Informatics in Medicine Unlocked (Jan 2023)
Construction of a nomogram for predicting COVID-19 in-hospital mortality: A machine learning analysis
Abstract
Background and objectives: We aim to verify the use of ML algorithms to predict patient outcome using a relatively small dataset and to create a nomogram to assess in-hospital mortality of patients with COVID-19. Methods: A database of 200 COVID-19 patients admitted to the Clinical Hospital of State University of Campinas (UNICAMP) was used in this analysis. Patient features were divided into three categories: clinical, chest abnormalities, and body composition characteristics acquired by computerized tomography. These features were evaluated independently and combined to predict patient outcomes. To minimize performance fluctuations due to low sample number, reduce possible bias related to outliers, and evaluate the uncertainties generated by the small dataset, we developed a shuffling technique, a modified version of the Monte Carlo Cross Validation, creating several subgroups for training the algorithm and complementary testing subgroups. The following ML algorithms were tested: random forest, boosted decision trees, logistic regression, support vector machines, and neural networks. Performance was evaluated by analyzing Receiver operating characteristic (ROC) curves. The importance of each feature in the determination of the outcome predictability was also studied and a nomogram was created based on the most important features selected by the exclusion test. Results: Among the different sets of features, clinical variables age, lymphocyte number and weight were the most valuable features for prognosis prediction. However, we observed that skeletal muscle radiodensity and presence of pleural effusion were also important for outcome determination. Integrating these independent predictors was successfully developed to accurately predict mortality in COVID-19 in hospital patients.

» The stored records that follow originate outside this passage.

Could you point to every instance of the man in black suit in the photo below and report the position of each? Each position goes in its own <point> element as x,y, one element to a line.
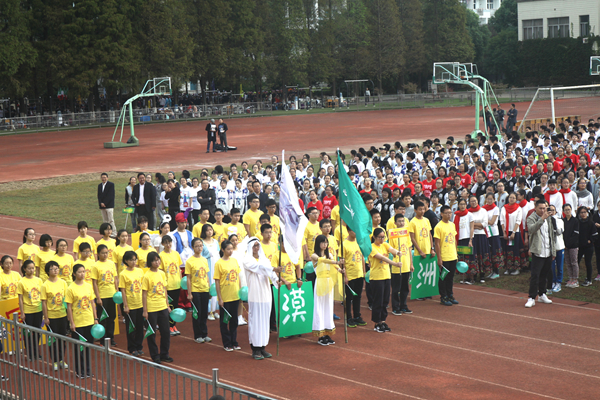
<point>106,201</point>
<point>143,196</point>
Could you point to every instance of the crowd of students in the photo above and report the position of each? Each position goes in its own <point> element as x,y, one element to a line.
<point>469,200</point>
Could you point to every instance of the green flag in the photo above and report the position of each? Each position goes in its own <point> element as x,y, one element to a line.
<point>354,212</point>
<point>149,331</point>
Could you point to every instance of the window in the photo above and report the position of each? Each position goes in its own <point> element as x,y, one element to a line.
<point>584,25</point>
<point>533,29</point>
<point>558,27</point>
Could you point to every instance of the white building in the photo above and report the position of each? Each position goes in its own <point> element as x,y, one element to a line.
<point>484,8</point>
<point>558,18</point>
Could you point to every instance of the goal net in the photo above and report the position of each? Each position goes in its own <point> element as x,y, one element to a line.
<point>554,105</point>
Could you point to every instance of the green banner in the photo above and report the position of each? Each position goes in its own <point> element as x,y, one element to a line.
<point>296,309</point>
<point>424,280</point>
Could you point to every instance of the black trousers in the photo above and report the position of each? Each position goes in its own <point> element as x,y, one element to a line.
<point>58,326</point>
<point>173,294</point>
<point>108,323</point>
<point>539,274</point>
<point>229,331</point>
<point>588,252</point>
<point>200,300</point>
<point>160,318</point>
<point>82,357</point>
<point>353,302</point>
<point>31,339</point>
<point>381,298</point>
<point>135,339</point>
<point>447,283</point>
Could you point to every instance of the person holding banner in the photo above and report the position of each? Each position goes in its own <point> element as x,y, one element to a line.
<point>445,246</point>
<point>380,277</point>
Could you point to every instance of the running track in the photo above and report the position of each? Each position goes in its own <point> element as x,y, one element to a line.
<point>488,347</point>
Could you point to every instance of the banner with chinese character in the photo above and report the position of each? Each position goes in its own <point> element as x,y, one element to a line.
<point>296,307</point>
<point>424,280</point>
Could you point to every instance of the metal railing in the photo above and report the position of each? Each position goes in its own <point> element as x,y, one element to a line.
<point>35,371</point>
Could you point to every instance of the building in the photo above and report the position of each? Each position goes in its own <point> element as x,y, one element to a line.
<point>484,8</point>
<point>558,18</point>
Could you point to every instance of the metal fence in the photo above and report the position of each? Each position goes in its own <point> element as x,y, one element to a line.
<point>31,362</point>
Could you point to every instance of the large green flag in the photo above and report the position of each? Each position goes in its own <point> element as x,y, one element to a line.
<point>353,210</point>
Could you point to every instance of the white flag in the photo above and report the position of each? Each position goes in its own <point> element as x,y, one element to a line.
<point>292,218</point>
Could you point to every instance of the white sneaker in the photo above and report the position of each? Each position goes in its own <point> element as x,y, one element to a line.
<point>530,303</point>
<point>544,299</point>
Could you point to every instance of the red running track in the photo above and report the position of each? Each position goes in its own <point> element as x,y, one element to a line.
<point>488,347</point>
<point>182,145</point>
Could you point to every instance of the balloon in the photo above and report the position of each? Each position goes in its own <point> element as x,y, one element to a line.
<point>118,298</point>
<point>309,268</point>
<point>243,293</point>
<point>178,315</point>
<point>98,331</point>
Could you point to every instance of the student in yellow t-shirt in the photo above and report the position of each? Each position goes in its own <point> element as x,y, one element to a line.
<point>106,284</point>
<point>106,232</point>
<point>354,264</point>
<point>380,278</point>
<point>121,247</point>
<point>143,251</point>
<point>130,284</point>
<point>401,276</point>
<point>82,316</point>
<point>196,270</point>
<point>170,264</point>
<point>28,249</point>
<point>156,309</point>
<point>8,279</point>
<point>83,238</point>
<point>227,282</point>
<point>43,256</point>
<point>29,290</point>
<point>53,295</point>
<point>65,261</point>
<point>420,232</point>
<point>445,247</point>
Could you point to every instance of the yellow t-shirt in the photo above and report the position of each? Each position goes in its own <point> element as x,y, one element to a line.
<point>54,294</point>
<point>8,284</point>
<point>353,260</point>
<point>237,229</point>
<point>143,257</point>
<point>41,259</point>
<point>197,268</point>
<point>65,266</point>
<point>27,252</point>
<point>198,229</point>
<point>105,273</point>
<point>155,283</point>
<point>446,233</point>
<point>118,254</point>
<point>379,270</point>
<point>422,230</point>
<point>310,235</point>
<point>81,298</point>
<point>251,218</point>
<point>131,282</point>
<point>228,275</point>
<point>170,264</point>
<point>31,290</point>
<point>88,239</point>
<point>110,243</point>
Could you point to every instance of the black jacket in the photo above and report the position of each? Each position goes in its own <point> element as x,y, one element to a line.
<point>571,234</point>
<point>107,196</point>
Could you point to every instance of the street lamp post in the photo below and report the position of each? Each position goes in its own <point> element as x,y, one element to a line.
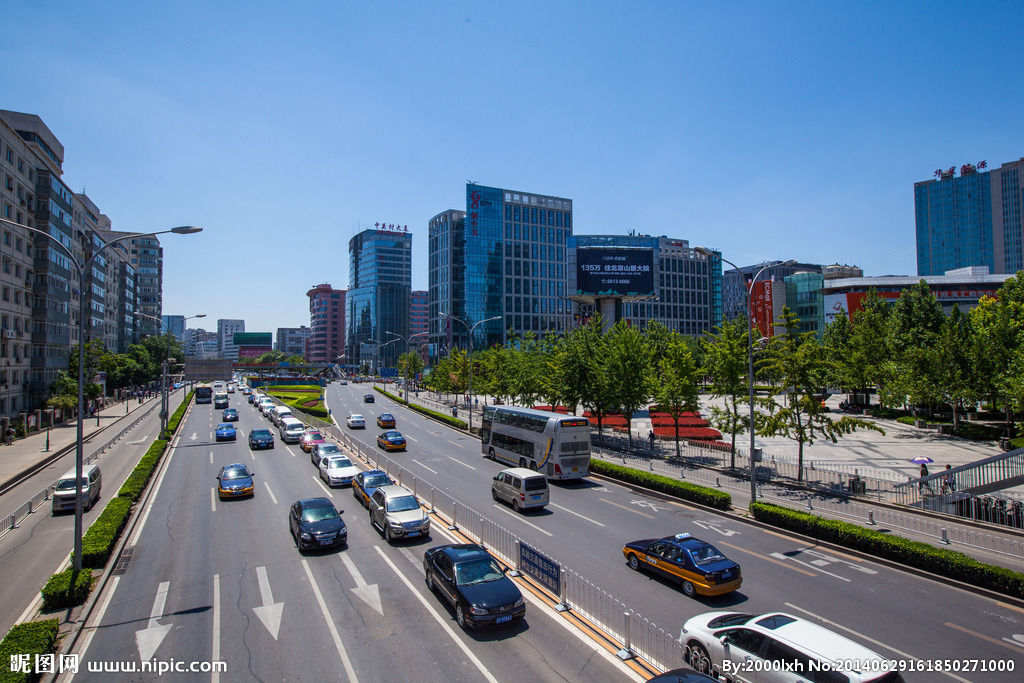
<point>750,354</point>
<point>83,269</point>
<point>165,406</point>
<point>470,330</point>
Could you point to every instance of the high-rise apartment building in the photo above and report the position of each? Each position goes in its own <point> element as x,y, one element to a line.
<point>973,219</point>
<point>509,246</point>
<point>225,338</point>
<point>380,278</point>
<point>293,340</point>
<point>327,325</point>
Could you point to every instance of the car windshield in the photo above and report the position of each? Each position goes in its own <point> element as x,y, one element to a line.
<point>402,503</point>
<point>375,480</point>
<point>477,571</point>
<point>706,554</point>
<point>318,513</point>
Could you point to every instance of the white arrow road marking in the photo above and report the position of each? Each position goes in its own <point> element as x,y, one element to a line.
<point>269,611</point>
<point>148,639</point>
<point>368,593</point>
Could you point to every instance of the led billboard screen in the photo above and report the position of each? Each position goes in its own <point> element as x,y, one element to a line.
<point>614,271</point>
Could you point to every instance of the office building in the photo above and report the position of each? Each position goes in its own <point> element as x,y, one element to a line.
<point>505,259</point>
<point>973,219</point>
<point>225,338</point>
<point>639,278</point>
<point>293,340</point>
<point>327,325</point>
<point>380,275</point>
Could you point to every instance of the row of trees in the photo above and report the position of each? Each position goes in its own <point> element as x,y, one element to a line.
<point>908,351</point>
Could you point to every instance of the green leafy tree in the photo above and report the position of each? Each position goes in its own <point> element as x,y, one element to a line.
<point>676,389</point>
<point>725,355</point>
<point>797,358</point>
<point>628,371</point>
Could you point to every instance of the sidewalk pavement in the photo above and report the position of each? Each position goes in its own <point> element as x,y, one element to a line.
<point>29,452</point>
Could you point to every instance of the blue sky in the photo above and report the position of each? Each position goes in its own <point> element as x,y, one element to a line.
<point>768,130</point>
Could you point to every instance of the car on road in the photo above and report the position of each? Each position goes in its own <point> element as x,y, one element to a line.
<point>323,451</point>
<point>315,523</point>
<point>337,470</point>
<point>225,432</point>
<point>391,440</point>
<point>310,438</point>
<point>779,647</point>
<point>260,438</point>
<point>365,483</point>
<point>474,584</point>
<point>235,480</point>
<point>698,567</point>
<point>396,512</point>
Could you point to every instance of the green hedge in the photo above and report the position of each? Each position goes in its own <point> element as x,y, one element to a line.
<point>911,553</point>
<point>31,638</point>
<point>67,589</point>
<point>97,544</point>
<point>446,419</point>
<point>702,495</point>
<point>135,483</point>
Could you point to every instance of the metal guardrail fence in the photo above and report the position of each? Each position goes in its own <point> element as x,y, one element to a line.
<point>11,521</point>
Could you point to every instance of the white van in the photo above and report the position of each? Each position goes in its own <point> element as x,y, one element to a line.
<point>64,493</point>
<point>521,487</point>
<point>291,430</point>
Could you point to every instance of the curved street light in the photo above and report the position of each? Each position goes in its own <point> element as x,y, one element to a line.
<point>750,350</point>
<point>84,268</point>
<point>469,357</point>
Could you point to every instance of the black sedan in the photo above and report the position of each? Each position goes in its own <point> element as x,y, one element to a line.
<point>472,582</point>
<point>315,523</point>
<point>260,438</point>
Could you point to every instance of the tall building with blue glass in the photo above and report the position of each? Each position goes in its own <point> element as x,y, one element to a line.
<point>380,281</point>
<point>504,258</point>
<point>973,219</point>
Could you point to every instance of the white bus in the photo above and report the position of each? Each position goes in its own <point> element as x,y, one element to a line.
<point>555,444</point>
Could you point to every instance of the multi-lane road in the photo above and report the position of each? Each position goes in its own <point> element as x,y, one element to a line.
<point>212,581</point>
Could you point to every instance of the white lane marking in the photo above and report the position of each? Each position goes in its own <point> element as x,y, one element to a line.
<point>215,640</point>
<point>153,498</point>
<point>326,489</point>
<point>330,623</point>
<point>424,466</point>
<point>272,497</point>
<point>499,506</point>
<point>571,512</point>
<point>905,655</point>
<point>433,612</point>
<point>461,463</point>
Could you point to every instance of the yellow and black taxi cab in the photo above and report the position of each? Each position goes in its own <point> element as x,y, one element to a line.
<point>696,565</point>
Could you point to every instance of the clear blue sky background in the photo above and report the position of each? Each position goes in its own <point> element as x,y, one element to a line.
<point>769,130</point>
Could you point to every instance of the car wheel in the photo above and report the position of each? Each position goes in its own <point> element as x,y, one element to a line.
<point>460,616</point>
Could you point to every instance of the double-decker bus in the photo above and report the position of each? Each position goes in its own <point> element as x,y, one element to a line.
<point>204,393</point>
<point>557,445</point>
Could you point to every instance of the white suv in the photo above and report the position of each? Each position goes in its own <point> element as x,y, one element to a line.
<point>779,647</point>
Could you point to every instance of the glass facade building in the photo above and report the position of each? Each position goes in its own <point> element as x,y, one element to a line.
<point>973,219</point>
<point>380,272</point>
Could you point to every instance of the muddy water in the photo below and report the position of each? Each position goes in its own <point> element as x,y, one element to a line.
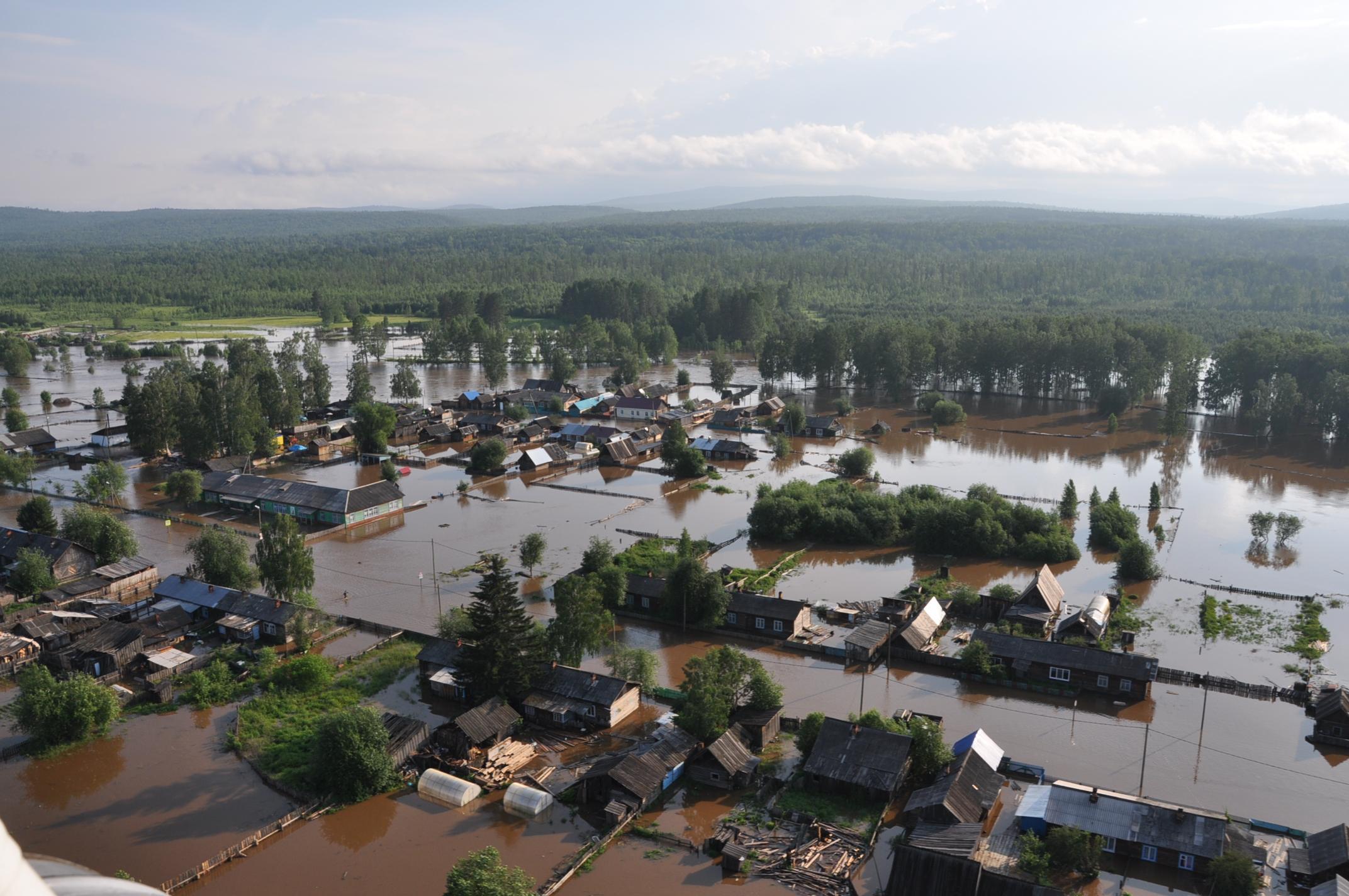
<point>1255,761</point>
<point>153,799</point>
<point>398,844</point>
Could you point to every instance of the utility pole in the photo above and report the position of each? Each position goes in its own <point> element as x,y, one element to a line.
<point>1147,731</point>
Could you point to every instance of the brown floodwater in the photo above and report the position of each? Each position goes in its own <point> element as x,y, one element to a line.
<point>1253,763</point>
<point>154,798</point>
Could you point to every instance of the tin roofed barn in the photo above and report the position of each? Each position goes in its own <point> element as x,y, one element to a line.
<point>303,500</point>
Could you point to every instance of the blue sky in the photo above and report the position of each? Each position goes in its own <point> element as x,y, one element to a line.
<point>118,106</point>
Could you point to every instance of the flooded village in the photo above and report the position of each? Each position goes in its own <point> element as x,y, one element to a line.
<point>893,758</point>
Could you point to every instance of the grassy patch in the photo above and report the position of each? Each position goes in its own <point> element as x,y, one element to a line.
<point>836,810</point>
<point>1309,632</point>
<point>277,729</point>
<point>656,555</point>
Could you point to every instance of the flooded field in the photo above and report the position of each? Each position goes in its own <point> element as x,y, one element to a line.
<point>1253,760</point>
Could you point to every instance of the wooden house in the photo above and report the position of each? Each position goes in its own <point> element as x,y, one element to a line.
<point>761,726</point>
<point>1324,859</point>
<point>1089,622</point>
<point>858,761</point>
<point>726,763</point>
<point>968,787</point>
<point>1122,675</point>
<point>866,641</point>
<point>482,726</point>
<point>766,617</point>
<point>436,666</point>
<point>924,627</point>
<point>16,652</point>
<point>1132,827</point>
<point>644,593</point>
<point>1039,603</point>
<point>564,697</point>
<point>1332,714</point>
<point>67,559</point>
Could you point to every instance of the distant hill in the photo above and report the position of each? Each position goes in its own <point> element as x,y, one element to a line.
<point>1313,213</point>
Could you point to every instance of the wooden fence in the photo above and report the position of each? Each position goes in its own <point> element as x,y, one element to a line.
<point>238,849</point>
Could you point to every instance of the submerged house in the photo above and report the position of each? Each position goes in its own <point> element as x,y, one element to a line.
<point>1332,714</point>
<point>303,500</point>
<point>764,616</point>
<point>1129,826</point>
<point>436,667</point>
<point>1089,622</point>
<point>924,627</point>
<point>1039,602</point>
<point>857,761</point>
<point>1127,675</point>
<point>968,788</point>
<point>1324,859</point>
<point>486,725</point>
<point>578,699</point>
<point>726,763</point>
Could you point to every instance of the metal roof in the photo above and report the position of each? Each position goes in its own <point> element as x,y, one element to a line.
<point>858,754</point>
<point>1127,818</point>
<point>1132,666</point>
<point>300,494</point>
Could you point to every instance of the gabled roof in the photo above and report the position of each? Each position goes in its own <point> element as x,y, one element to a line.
<point>1131,666</point>
<point>1127,818</point>
<point>439,652</point>
<point>301,494</point>
<point>486,721</point>
<point>1332,703</point>
<point>765,606</point>
<point>858,754</point>
<point>730,752</point>
<point>924,625</point>
<point>1043,591</point>
<point>14,540</point>
<point>1328,849</point>
<point>578,685</point>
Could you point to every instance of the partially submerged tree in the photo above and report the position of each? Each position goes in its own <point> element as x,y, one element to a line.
<point>718,683</point>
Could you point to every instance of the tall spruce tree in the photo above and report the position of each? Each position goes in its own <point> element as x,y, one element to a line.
<point>509,648</point>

A nomogram based on these five features was created to predict COVID-19 mortality in hospitalized patients. The area under the ROC curve was 0.86 ± 0.04. Conclusion: ML algorithms can be reliable for the prediction of COVID-19-related in-hospital mortality, even when using a relatively small dataset. The success of ML techniques in smaller datasets broadens the applicability of these methods in several problems in the medical area. In addition, feature importance analysis allowed us to determine the most important variables for the prediction tasks resulting in a nomogram with good accuracy and clinical utility in predicting COVID-19 in-hospital mortality.